L’inizio del periodo bianco: la collaborazione con Pasquale Panella
La vera e propria sperimentazione inizia con l’incontro con il poeta e paroliere Pasquale Panella. Nel 1986 esce “Don Giovanni”, il primo dei cinque album che definiscono il cosiddetto periodo bianco. Questa fase è chiamata così perché le copertine, astratte ed emblematiche, sono completamente bianche, con solo un simbolo o un disegno di Battisti al centro. Con Panella, Battisti esplora l’importanza del suono della parola (il “suonoparola”), creando nuove sonorità dove la bellezza acustica prevale sul significato letterale, come dimostra l’enciclopedia Treccani. Le atmosfere sono stranianti, e i testi, come quello di “Le cose che pensano”, lasciano all’ascoltatore la massima libertà di interpretazione.
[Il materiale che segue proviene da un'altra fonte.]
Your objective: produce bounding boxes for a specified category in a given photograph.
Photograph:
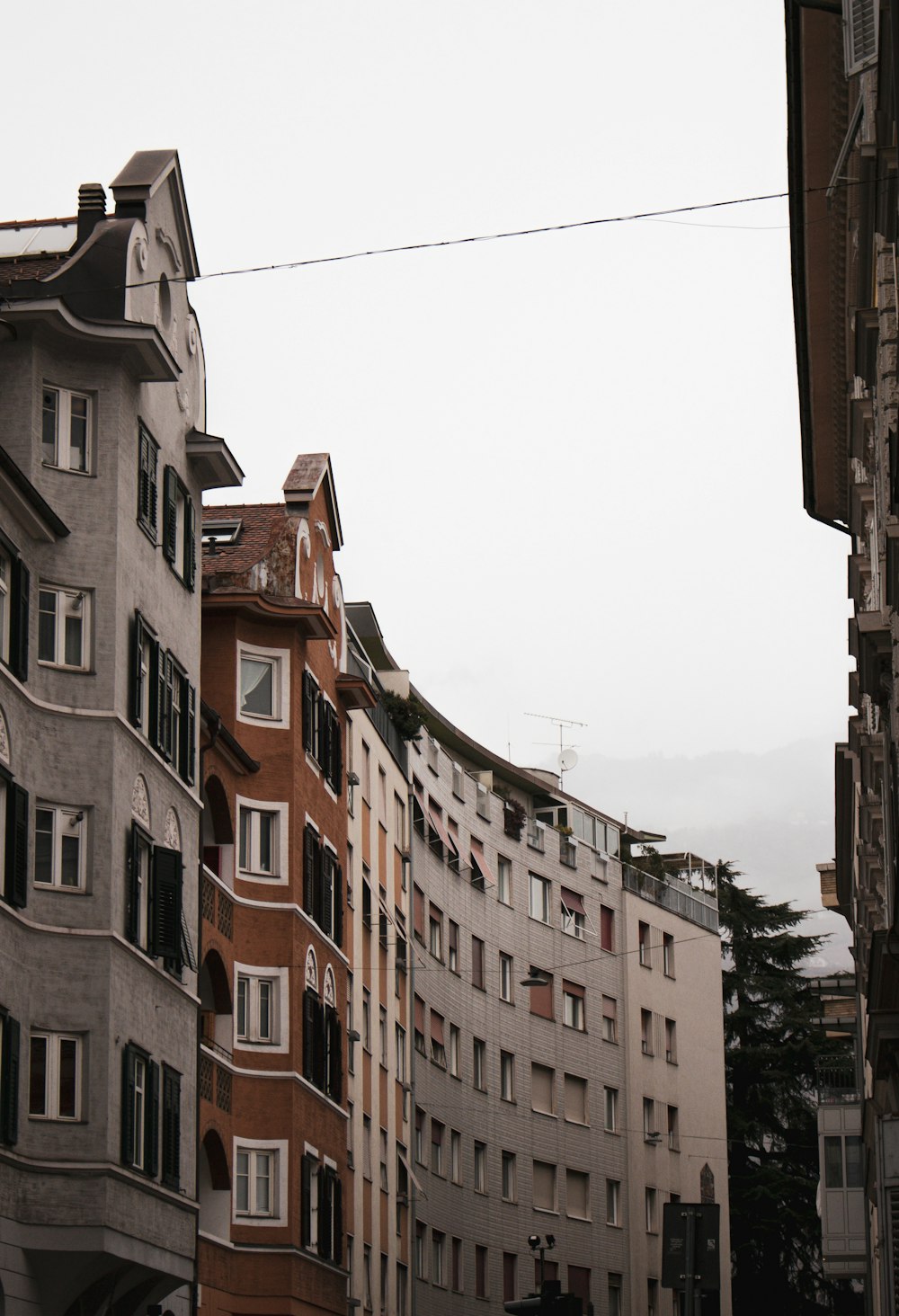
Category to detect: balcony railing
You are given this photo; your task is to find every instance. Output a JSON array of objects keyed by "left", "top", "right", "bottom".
[{"left": 621, "top": 863, "right": 717, "bottom": 932}]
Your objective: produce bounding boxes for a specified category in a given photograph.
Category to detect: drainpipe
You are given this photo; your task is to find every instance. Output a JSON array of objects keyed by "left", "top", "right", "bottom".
[
  {"left": 191, "top": 713, "right": 221, "bottom": 1316},
  {"left": 400, "top": 782, "right": 419, "bottom": 1316}
]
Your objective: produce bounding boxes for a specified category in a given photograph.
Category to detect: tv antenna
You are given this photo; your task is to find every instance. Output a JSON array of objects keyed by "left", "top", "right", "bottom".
[{"left": 524, "top": 713, "right": 587, "bottom": 783}]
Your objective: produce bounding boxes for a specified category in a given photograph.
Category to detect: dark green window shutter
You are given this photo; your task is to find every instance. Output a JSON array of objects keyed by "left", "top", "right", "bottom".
[
  {"left": 325, "top": 846, "right": 334, "bottom": 937},
  {"left": 300, "top": 1152, "right": 316, "bottom": 1248},
  {"left": 162, "top": 1064, "right": 182, "bottom": 1188},
  {"left": 144, "top": 1061, "right": 159, "bottom": 1179},
  {"left": 148, "top": 845, "right": 184, "bottom": 965},
  {"left": 162, "top": 466, "right": 178, "bottom": 566},
  {"left": 4, "top": 782, "right": 28, "bottom": 910},
  {"left": 0, "top": 1015, "right": 20, "bottom": 1145},
  {"left": 303, "top": 822, "right": 318, "bottom": 916},
  {"left": 303, "top": 987, "right": 318, "bottom": 1083},
  {"left": 333, "top": 863, "right": 343, "bottom": 947},
  {"left": 121, "top": 1044, "right": 134, "bottom": 1165},
  {"left": 9, "top": 558, "right": 31, "bottom": 680},
  {"left": 178, "top": 676, "right": 196, "bottom": 786},
  {"left": 184, "top": 497, "right": 196, "bottom": 590},
  {"left": 318, "top": 1166, "right": 330, "bottom": 1257},
  {"left": 125, "top": 822, "right": 141, "bottom": 945}
]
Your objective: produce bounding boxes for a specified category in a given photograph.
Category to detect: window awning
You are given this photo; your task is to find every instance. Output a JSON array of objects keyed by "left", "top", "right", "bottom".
[{"left": 562, "top": 887, "right": 587, "bottom": 919}]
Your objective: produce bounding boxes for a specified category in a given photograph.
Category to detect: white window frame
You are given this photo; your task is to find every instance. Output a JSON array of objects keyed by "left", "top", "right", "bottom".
[
  {"left": 37, "top": 581, "right": 91, "bottom": 671},
  {"left": 235, "top": 640, "right": 291, "bottom": 728},
  {"left": 33, "top": 800, "right": 87, "bottom": 891},
  {"left": 28, "top": 1029, "right": 85, "bottom": 1124},
  {"left": 40, "top": 384, "right": 93, "bottom": 476},
  {"left": 233, "top": 964, "right": 291, "bottom": 1053},
  {"left": 235, "top": 795, "right": 289, "bottom": 885},
  {"left": 528, "top": 873, "right": 553, "bottom": 927},
  {"left": 232, "top": 1137, "right": 289, "bottom": 1228}
]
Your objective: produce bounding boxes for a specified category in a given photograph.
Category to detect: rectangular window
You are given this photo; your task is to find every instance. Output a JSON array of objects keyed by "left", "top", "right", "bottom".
[
  {"left": 137, "top": 423, "right": 159, "bottom": 544},
  {"left": 37, "top": 584, "right": 91, "bottom": 671},
  {"left": 450, "top": 1239, "right": 462, "bottom": 1289},
  {"left": 474, "top": 1143, "right": 487, "bottom": 1192},
  {"left": 474, "top": 1242, "right": 487, "bottom": 1298},
  {"left": 664, "top": 1018, "right": 678, "bottom": 1064},
  {"left": 499, "top": 950, "right": 513, "bottom": 1003},
  {"left": 471, "top": 937, "right": 485, "bottom": 991},
  {"left": 496, "top": 854, "right": 512, "bottom": 905},
  {"left": 471, "top": 1037, "right": 487, "bottom": 1092},
  {"left": 503, "top": 1152, "right": 517, "bottom": 1202},
  {"left": 450, "top": 1129, "right": 462, "bottom": 1183},
  {"left": 449, "top": 1024, "right": 460, "bottom": 1078},
  {"left": 499, "top": 1052, "right": 514, "bottom": 1101},
  {"left": 238, "top": 805, "right": 279, "bottom": 877},
  {"left": 565, "top": 1169, "right": 590, "bottom": 1220},
  {"left": 237, "top": 974, "right": 278, "bottom": 1045},
  {"left": 40, "top": 387, "right": 91, "bottom": 474},
  {"left": 646, "top": 1188, "right": 658, "bottom": 1233},
  {"left": 530, "top": 873, "right": 553, "bottom": 922},
  {"left": 533, "top": 1160, "right": 556, "bottom": 1211},
  {"left": 565, "top": 1074, "right": 590, "bottom": 1124},
  {"left": 667, "top": 1106, "right": 681, "bottom": 1152},
  {"left": 162, "top": 466, "right": 196, "bottom": 590},
  {"left": 28, "top": 1033, "right": 82, "bottom": 1120},
  {"left": 235, "top": 1148, "right": 278, "bottom": 1216},
  {"left": 431, "top": 1120, "right": 446, "bottom": 1177},
  {"left": 562, "top": 981, "right": 587, "bottom": 1033},
  {"left": 530, "top": 1061, "right": 556, "bottom": 1115},
  {"left": 34, "top": 805, "right": 87, "bottom": 891},
  {"left": 599, "top": 905, "right": 615, "bottom": 950},
  {"left": 448, "top": 919, "right": 459, "bottom": 974},
  {"left": 428, "top": 904, "right": 443, "bottom": 961}
]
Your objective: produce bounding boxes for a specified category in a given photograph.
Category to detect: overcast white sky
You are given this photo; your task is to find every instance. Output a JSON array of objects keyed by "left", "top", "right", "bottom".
[{"left": 0, "top": 0, "right": 848, "bottom": 884}]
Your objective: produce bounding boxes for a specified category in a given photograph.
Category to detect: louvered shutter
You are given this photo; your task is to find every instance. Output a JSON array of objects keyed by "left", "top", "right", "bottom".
[
  {"left": 162, "top": 466, "right": 179, "bottom": 567},
  {"left": 318, "top": 1166, "right": 330, "bottom": 1257},
  {"left": 312, "top": 998, "right": 325, "bottom": 1092},
  {"left": 150, "top": 845, "right": 183, "bottom": 967},
  {"left": 334, "top": 863, "right": 343, "bottom": 947},
  {"left": 303, "top": 987, "right": 316, "bottom": 1083},
  {"left": 9, "top": 558, "right": 31, "bottom": 680},
  {"left": 125, "top": 822, "right": 141, "bottom": 947},
  {"left": 162, "top": 1064, "right": 182, "bottom": 1188},
  {"left": 303, "top": 671, "right": 317, "bottom": 754},
  {"left": 178, "top": 678, "right": 196, "bottom": 786},
  {"left": 144, "top": 1061, "right": 159, "bottom": 1179},
  {"left": 300, "top": 1152, "right": 316, "bottom": 1248},
  {"left": 184, "top": 497, "right": 196, "bottom": 590},
  {"left": 332, "top": 1175, "right": 343, "bottom": 1266},
  {"left": 303, "top": 822, "right": 318, "bottom": 914},
  {"left": 121, "top": 1045, "right": 134, "bottom": 1165},
  {"left": 317, "top": 846, "right": 334, "bottom": 937},
  {"left": 4, "top": 782, "right": 28, "bottom": 910},
  {"left": 0, "top": 1015, "right": 20, "bottom": 1145}
]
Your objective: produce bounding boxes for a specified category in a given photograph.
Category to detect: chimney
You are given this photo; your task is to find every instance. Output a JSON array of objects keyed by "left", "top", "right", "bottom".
[{"left": 77, "top": 182, "right": 107, "bottom": 246}]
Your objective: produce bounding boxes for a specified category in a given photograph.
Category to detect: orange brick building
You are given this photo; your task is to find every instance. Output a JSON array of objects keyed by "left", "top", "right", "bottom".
[{"left": 198, "top": 454, "right": 374, "bottom": 1316}]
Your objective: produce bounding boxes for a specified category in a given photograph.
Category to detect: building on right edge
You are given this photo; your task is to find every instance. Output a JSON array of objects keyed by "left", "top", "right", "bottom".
[
  {"left": 786, "top": 0, "right": 899, "bottom": 1312},
  {"left": 348, "top": 604, "right": 731, "bottom": 1316}
]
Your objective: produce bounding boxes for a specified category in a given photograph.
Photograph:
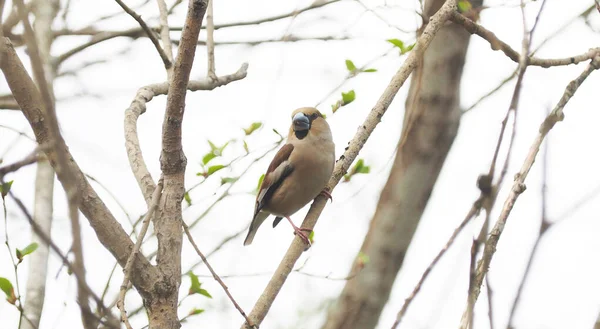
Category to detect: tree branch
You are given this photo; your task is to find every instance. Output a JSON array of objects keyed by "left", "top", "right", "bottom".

L’assenza come scelta artistica e il mistero sulla vita privata
L’ultimo periodo di Battisti è caratterizzato da una scelta precisa: la totale assenza mediatica. Battisti era restio a concerti, interviste e a qualsiasi forma di promozione, credendo che l’opera dovesse parlare da sola, senza l’interferenza dell’immagine dell’artista. Questo suo riserbo divenne leggendario, tanto da ispirare la rubrica “abbattistamenti” nel programma Rai “Va ora in onda”. Questa profonda pulsione di rinnovamento, che sfidava il mercato e le classifiche, era accompagnata dal suo consueto perfezionismo maniacale in sala di registrazione. La stessa privacy ha avvolto la sua morte, avvenuta nel 1998 a soli 55 anni, per cause mai rese note ufficialmente. Ancora oggi, la gestione della sua eredità artistica da parte degli eredi rende complessa la fruizione della sua musica sulle piattaforme digitali, ad eccezione del catalogo con Mogol, come riportato da diverse fonti giornalistiche, tra cui un approfondimento de Il Post.